Nas palavras proeridas, Pedro Chagas Freitas refletiu sobre a forma como os livros criam ligações emocionais entre pessoas diferentes.
Segundo o escritor, os medos e as angústias acabam por aproximar os leitores.
«Nós temos os mesmos medos, as mesmas angústias. Se perguntar a toda a gente qual é o seu maior medo, se calhar o medo vai ser muito semelhante», afirmou.
O autor considerou ainda que essa dimensão humana explica a forte ligação criada entre escritores e leitores.
«É isso que nos une também. Nós somos uma comunidade por causa disso», disse.
A esperança “não pode ser vazia”
Pedro Chagas Freitas abordou igualmente o tema da esperança e da empatia, defendendo que discursos excessivamente positivos podem, em alguns casos, produzir o efeito contrário.
«O positivismo pode magoar-nos», afirmou.
O escritor explicou que expressões como “vai correr tudo bem” podem tornar-se problemáticas quando ignoram a realidade emocional das pessoas.
«Nós não sabemos se vai correr tudo bem», referiu.
Segundo Pedro Chagas Freitas, a empatia deve centrar-se não apenas na intenção de quem fala, mas no impacto provocado no outro.

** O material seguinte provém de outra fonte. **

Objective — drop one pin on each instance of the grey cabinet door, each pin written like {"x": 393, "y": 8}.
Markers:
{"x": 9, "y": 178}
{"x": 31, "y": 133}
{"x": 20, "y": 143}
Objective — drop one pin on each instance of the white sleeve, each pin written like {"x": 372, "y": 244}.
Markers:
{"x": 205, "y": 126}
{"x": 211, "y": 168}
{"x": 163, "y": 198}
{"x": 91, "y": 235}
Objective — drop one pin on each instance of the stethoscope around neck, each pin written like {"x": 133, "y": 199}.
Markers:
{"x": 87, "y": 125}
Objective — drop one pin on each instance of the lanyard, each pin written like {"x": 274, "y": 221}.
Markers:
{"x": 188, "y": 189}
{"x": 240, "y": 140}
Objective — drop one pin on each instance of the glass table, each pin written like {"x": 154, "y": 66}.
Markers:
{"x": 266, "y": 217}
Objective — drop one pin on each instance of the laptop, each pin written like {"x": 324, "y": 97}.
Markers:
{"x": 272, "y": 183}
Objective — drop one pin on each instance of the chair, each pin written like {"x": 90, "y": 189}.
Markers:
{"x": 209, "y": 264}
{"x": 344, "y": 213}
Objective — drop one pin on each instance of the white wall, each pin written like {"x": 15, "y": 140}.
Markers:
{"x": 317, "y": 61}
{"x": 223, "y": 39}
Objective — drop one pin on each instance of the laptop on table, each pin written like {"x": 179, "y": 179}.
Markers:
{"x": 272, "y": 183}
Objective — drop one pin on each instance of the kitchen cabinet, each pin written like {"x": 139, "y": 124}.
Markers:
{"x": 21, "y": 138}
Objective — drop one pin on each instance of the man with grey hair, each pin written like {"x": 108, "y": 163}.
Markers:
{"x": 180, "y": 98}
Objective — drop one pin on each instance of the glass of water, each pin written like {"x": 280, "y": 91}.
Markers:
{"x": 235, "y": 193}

«Empatia não é a minha intenção. Empatia é o que eu provoco no outro», afirmou.
O autor deixou ainda uma reflexão sobre a forma como encara a esperança.
«Esperança é um material inflamável também», disse.
“Um livro é uma viagem”
Nas declarações ao Jornal ODigital.pt, Pedro Chagas Freitas falou também sobre o simbolismo do Comboio Literário e da proximidade criada ao longo da viagem entre autores e leitores.
«Um livro é uma viagem em que nós vamos juntos, autor e leitor», afirmou.
O escritor considerou que o formato da iniciativa permitiu criar um diálogo diferente daquele que normalmente existe através dos livros.
«Aqui podemos conversar directamente um com o outro», referiu.
Pedro Chagas Freitas destacou ainda o ambiente vivido durante a viagem, considerando que iniciativas deste género ajudam a aproximar pessoas em torno da literatura.
«Estarmos aqui unidos pelo amor ao livro e pelo amor a uma história é uma coisa espantosa», afirmou.
“O mínimo é sorrir e dar um abraço”
Ao longo da iniciativa, o escritor foi um dos autores mais procurados pelos leitores para autógrafos e fotografias.
Questionado sobre a relação próxima que mantém com o público, Pedro Chagas Freitas respondeu que encara esse contacto como algo natural.
«Estou feliz porque tenho oportunidade de estar com pessoas que perderam horas da sua vida para estarem um minuto comigo», afirmou.
O autor acrescentou que procura valorizar cada encontro com os leitores.
«O mínimo que eu posso fazer é sorrir, dar um abraço e perguntar o que é que o livro fez com aquela pessoa», disse.